Veröffentlicht am 11. September 2023
Madeleine architectes Sàrl + Studio François Nantermod Sàrl
Teilnahme am Swiss Arc Award 2024

Die Holzfassade der Erweiterung nimmt Bezug auf Landwirtschaftsbauten, während die roten Spenglerarbeiten an das bestehende Haus angelehnt sind. Die Aussen­anlage wurde einfach und offen  gestaltet. Durch Entfernen der Innenwände und Decken im Obergeschoss des bestehenden Gebäudes haben die Architekt*innen einen Gemeinschaftsraum für die drei Familien geschaffen.
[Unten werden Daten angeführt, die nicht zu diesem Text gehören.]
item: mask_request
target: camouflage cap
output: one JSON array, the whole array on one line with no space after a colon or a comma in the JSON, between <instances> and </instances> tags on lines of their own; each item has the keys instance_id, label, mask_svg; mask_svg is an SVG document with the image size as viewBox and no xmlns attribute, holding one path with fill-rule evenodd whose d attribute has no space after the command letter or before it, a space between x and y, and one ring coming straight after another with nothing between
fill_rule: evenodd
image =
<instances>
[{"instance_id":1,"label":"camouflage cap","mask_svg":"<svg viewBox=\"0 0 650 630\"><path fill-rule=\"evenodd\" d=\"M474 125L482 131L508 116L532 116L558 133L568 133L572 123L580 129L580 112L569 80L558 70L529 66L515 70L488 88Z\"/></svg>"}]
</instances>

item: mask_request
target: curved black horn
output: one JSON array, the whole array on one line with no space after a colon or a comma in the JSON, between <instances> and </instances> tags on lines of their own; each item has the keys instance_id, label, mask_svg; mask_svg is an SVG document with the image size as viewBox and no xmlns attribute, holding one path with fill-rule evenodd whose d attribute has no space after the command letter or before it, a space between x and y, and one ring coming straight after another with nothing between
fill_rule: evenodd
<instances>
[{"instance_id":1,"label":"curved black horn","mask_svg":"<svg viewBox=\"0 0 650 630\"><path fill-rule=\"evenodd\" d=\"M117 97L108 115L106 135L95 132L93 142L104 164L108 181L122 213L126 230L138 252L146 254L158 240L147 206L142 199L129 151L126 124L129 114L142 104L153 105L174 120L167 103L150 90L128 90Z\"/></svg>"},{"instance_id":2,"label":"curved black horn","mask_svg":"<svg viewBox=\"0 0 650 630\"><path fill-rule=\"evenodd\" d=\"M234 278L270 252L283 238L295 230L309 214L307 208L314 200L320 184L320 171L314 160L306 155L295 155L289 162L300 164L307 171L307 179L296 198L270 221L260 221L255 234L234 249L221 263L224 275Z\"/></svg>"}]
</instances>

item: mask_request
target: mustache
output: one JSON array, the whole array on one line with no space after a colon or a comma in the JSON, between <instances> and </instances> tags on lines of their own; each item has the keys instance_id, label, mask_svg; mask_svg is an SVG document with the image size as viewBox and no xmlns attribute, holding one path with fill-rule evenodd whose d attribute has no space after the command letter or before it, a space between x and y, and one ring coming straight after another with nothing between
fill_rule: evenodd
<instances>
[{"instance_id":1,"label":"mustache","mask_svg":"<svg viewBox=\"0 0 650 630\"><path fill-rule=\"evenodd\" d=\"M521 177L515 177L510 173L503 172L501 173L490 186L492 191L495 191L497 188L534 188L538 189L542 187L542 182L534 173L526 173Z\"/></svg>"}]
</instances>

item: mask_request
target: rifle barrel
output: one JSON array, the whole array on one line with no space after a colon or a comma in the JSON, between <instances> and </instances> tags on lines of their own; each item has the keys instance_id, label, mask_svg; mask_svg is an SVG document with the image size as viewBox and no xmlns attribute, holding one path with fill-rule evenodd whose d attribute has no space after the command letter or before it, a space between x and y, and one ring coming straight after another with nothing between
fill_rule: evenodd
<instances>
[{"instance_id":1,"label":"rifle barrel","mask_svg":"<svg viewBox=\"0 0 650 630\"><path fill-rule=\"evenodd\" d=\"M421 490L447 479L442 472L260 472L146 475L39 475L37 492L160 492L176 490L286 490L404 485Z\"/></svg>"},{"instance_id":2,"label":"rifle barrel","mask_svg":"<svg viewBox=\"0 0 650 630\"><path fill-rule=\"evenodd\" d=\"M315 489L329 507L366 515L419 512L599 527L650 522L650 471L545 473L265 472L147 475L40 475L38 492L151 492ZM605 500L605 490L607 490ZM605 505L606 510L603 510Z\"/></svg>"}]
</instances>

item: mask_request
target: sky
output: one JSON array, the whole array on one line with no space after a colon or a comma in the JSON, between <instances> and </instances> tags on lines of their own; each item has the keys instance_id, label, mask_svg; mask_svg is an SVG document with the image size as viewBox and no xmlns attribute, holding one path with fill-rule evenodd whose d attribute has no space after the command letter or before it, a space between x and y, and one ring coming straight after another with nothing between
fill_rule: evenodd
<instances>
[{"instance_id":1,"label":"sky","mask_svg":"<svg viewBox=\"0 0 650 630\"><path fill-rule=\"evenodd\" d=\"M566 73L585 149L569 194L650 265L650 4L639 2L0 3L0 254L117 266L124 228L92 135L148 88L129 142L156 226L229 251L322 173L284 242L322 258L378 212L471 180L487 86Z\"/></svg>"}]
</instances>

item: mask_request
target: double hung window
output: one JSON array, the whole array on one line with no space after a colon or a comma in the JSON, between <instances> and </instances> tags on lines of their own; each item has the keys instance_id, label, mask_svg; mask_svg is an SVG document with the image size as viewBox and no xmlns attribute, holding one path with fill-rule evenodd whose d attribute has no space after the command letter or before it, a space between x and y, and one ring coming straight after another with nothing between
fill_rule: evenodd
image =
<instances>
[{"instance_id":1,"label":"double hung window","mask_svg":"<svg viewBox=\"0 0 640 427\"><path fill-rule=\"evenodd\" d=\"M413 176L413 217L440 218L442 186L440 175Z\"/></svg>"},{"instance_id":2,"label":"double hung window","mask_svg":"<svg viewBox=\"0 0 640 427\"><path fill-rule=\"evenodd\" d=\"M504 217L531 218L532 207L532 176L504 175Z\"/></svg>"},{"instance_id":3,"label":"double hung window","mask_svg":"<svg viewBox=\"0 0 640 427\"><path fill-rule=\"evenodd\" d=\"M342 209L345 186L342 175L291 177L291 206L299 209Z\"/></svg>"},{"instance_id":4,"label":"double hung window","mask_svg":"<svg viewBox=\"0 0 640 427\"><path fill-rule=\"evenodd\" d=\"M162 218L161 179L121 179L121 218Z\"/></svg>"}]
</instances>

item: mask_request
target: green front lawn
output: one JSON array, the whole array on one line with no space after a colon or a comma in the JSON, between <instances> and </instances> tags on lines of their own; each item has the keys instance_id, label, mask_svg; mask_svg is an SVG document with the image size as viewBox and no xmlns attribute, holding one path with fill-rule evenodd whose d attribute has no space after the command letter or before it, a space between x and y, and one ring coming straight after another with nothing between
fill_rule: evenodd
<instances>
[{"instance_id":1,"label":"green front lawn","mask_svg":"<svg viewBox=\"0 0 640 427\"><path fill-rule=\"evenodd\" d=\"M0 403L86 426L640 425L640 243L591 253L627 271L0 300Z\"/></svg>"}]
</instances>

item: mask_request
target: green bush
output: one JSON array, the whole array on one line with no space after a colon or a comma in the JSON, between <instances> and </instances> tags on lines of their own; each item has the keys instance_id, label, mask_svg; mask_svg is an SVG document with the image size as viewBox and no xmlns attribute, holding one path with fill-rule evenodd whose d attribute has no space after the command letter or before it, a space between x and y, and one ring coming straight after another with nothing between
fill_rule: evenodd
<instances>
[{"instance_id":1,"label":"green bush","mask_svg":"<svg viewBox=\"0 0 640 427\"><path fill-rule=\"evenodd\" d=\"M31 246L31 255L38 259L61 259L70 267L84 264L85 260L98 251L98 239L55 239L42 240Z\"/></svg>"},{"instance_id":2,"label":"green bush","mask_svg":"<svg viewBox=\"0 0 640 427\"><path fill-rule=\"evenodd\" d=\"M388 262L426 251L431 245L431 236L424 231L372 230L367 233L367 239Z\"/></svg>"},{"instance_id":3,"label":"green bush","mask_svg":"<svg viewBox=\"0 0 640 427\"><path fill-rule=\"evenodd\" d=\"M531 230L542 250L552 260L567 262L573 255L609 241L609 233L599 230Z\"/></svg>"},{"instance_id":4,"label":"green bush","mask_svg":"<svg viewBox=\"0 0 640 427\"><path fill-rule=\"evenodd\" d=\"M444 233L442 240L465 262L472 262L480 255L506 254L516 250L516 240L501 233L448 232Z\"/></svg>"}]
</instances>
Wohn-, Ess- und Küchenraum im EG

Projektdaten

Basisdaten

Lage des Objektes
, 1800 Villy, Schweiz
Projektkategorie
Fertigstellung
01.2022
Links

Gebäudedaten nach SIA 416

Stockwerke
2
Anzahl Wohnungen
3

Beschreibung

Ein kleines, unscheinbares Gebäude in Villy ist zum Herzstück eines neuen Ensembles geworden. Drei Geschwister haben das Haus der Grosseltern für Ihre Familien erweitert. Das originelle Projekt zeigt auf, dass es möglich ist, auch Einfamilienhausquartiere zu verdichten.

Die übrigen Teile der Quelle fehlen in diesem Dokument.